Paragraph 4.01, which explained the manner of corporate share valuation every year, required the submission of a dispute to arbitration if the shareholders – or the surviving shareholders and a deceased shareholder’s personal representative – challenged the valuation. 

More broadly, paragraph 6 required the referral of a dispute to a single arbitrator if the parties had any disagreement referring to the agreement or any matter arising under its terms. 

John died in May 2016. The applicants – Ken and his son Brian, who held some shares formerly owned by Andrew – sought to purchase John’s shares under the 2008 agreement, which permitted the remaining shareholders to buy the shares of a deceased shareholder. 

The applicants and John’s estate disputed the share valuation and the existence of any obligation on the estate’s part to sell the shares to the applicants. 

In March 2025, the applicants sent the estate a notice to arbitrate. They then applied to appoint an arbitrator under s. 10 of Alberta’s Arbitration Act, 2000. 

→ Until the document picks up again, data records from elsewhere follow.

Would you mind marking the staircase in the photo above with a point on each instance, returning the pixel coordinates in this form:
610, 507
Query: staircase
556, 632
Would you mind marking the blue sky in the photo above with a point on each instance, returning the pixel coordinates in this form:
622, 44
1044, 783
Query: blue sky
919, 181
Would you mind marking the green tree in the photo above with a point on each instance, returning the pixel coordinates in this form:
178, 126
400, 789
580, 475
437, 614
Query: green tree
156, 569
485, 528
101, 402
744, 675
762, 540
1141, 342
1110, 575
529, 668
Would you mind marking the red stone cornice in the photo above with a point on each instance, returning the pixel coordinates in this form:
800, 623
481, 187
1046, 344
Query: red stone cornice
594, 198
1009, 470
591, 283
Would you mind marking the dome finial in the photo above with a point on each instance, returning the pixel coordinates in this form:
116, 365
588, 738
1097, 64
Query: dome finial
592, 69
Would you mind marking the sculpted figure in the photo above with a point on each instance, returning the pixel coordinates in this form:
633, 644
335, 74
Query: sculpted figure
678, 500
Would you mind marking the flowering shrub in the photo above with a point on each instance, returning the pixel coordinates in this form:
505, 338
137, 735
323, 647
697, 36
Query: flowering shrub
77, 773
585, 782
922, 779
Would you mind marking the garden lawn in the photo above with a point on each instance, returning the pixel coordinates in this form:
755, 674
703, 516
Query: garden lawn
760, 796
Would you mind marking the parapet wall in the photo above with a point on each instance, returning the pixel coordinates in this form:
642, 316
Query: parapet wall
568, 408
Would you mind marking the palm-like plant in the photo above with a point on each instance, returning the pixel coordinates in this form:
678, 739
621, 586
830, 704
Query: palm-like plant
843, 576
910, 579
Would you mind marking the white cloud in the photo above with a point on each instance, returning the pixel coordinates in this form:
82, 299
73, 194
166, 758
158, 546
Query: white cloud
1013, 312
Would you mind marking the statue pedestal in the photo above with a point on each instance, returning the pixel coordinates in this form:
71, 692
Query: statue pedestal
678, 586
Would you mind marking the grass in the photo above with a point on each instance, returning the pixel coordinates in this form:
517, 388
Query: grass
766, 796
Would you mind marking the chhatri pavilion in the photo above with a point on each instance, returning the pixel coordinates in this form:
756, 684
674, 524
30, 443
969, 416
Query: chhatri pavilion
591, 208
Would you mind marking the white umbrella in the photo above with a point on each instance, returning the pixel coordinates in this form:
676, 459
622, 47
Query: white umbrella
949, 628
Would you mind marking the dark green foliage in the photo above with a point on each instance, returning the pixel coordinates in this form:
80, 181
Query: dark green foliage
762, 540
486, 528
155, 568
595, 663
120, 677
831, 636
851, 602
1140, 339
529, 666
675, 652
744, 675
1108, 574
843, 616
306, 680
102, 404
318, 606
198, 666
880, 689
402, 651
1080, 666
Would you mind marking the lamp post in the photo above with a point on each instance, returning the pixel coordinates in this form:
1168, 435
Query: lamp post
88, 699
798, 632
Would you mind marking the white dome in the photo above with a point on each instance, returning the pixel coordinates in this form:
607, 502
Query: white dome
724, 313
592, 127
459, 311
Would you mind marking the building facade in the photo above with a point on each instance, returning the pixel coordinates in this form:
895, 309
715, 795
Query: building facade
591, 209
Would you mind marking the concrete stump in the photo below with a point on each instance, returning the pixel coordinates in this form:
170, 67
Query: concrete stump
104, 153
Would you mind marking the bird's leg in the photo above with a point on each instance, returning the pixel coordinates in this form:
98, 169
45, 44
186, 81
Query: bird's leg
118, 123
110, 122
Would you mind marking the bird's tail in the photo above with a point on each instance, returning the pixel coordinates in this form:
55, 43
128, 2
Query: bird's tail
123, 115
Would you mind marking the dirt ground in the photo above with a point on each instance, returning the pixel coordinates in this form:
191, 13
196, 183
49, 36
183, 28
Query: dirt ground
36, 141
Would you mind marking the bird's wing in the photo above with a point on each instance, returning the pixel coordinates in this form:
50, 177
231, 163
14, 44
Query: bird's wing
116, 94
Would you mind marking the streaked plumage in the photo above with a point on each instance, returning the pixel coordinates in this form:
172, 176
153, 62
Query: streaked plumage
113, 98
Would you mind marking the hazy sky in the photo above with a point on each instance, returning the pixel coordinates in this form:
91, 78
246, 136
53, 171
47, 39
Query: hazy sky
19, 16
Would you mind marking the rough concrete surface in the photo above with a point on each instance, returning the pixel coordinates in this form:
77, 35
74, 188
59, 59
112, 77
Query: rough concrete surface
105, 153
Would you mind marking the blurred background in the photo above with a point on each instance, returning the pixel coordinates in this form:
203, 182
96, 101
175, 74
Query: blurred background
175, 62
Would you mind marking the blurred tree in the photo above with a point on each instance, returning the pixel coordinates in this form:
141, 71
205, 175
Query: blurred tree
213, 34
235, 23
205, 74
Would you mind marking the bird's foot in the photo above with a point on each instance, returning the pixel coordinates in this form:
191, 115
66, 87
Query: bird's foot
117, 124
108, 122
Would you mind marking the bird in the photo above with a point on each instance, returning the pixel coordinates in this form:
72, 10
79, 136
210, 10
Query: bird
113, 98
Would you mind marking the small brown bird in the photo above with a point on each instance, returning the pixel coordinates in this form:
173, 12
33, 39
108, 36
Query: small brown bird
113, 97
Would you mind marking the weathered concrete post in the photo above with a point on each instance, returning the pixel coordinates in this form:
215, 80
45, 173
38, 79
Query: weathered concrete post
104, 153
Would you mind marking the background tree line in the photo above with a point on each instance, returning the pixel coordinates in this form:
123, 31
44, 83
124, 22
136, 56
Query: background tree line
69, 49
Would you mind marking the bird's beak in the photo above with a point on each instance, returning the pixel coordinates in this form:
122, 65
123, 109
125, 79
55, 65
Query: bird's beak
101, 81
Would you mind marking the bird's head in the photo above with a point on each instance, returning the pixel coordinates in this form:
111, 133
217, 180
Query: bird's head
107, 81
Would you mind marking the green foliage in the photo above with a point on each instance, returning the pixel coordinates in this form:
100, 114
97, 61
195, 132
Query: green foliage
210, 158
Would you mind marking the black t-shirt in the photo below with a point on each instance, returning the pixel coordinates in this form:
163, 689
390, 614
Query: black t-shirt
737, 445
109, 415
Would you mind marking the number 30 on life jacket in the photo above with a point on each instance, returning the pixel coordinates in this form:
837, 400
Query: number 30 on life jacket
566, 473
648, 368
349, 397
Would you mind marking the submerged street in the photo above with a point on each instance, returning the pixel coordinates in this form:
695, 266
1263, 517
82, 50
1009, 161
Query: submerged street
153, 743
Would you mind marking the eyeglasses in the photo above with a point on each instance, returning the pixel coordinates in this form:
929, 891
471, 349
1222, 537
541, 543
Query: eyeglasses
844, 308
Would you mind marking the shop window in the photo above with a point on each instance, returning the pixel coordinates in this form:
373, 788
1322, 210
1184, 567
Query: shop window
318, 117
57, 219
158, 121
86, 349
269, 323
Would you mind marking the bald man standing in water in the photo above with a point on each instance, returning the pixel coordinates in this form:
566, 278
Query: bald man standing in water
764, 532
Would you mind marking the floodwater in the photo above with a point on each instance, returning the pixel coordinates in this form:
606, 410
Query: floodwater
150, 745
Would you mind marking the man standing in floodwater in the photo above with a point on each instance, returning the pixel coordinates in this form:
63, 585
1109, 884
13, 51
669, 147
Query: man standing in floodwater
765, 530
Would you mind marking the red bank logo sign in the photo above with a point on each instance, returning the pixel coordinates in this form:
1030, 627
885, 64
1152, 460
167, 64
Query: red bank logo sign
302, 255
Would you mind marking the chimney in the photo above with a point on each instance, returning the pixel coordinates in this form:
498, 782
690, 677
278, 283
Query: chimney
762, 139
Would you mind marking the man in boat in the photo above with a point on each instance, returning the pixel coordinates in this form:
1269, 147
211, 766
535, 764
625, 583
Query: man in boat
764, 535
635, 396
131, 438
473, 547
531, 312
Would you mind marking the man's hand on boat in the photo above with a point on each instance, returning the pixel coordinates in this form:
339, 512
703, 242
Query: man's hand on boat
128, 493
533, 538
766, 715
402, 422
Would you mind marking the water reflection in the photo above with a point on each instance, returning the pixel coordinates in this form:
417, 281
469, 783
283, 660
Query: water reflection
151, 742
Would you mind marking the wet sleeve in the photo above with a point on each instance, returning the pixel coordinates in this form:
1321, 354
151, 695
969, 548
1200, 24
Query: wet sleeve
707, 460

Via its personal representatives, the estate alleged that: 

  • The 2008 agreement was void – or voidable and declared void by the estate – which would render the arbitration clauses void 
  • The arbitration notice was untimely and subject to a bar under Alberta’s Limitations Act, 2000 

Arbitration ordered

Granting the application and denying the estate’s cross-application, the Court of King’s Bench of Alberta appointed Robert Graesser, the parties’ mutual choice, as arbitrator. 

One issue was the interpretation of s. 17(3) of the Arbitration Act, providing that: “If the arbitration agreement forms part of another agreement, it shall, for the purpose of a ruling on jurisdiction, be treated as an independent agreement that may survive even if the other agreement is found to be invalid.” 

The estate asserted that s. 17(3) did not have the meaning suggested by a plain reading of its words. However, the court ruled that the estate’s cited cases did not support its argument. 

According to the court, under the separability doctrine for arbitration, an arbitration clause was not necessarily invalid merely because the underlying agreement was invalid. The court pointed out that the estate’s arguments against the validity of the larger agreement did not challenge the validity of the arbitration clauses as separate agreements. 

The court noted that the estate did not dispute that John had signed the agreement, and that there was no challenge against his capacity to enter into the agreement or his intention to be a party to arbitration agreements within the larger agreement. 

Regarding the Limitations Act issue, the court held that the question of whether the delay operated as a bar to arbitration would require a factual inquiry beyond the limited or superficial consideration referred to in Dell Computer Corp v Union des consommateurs, 2007 SCC 34. Thus, the court said the arbitrator could resolve this matter.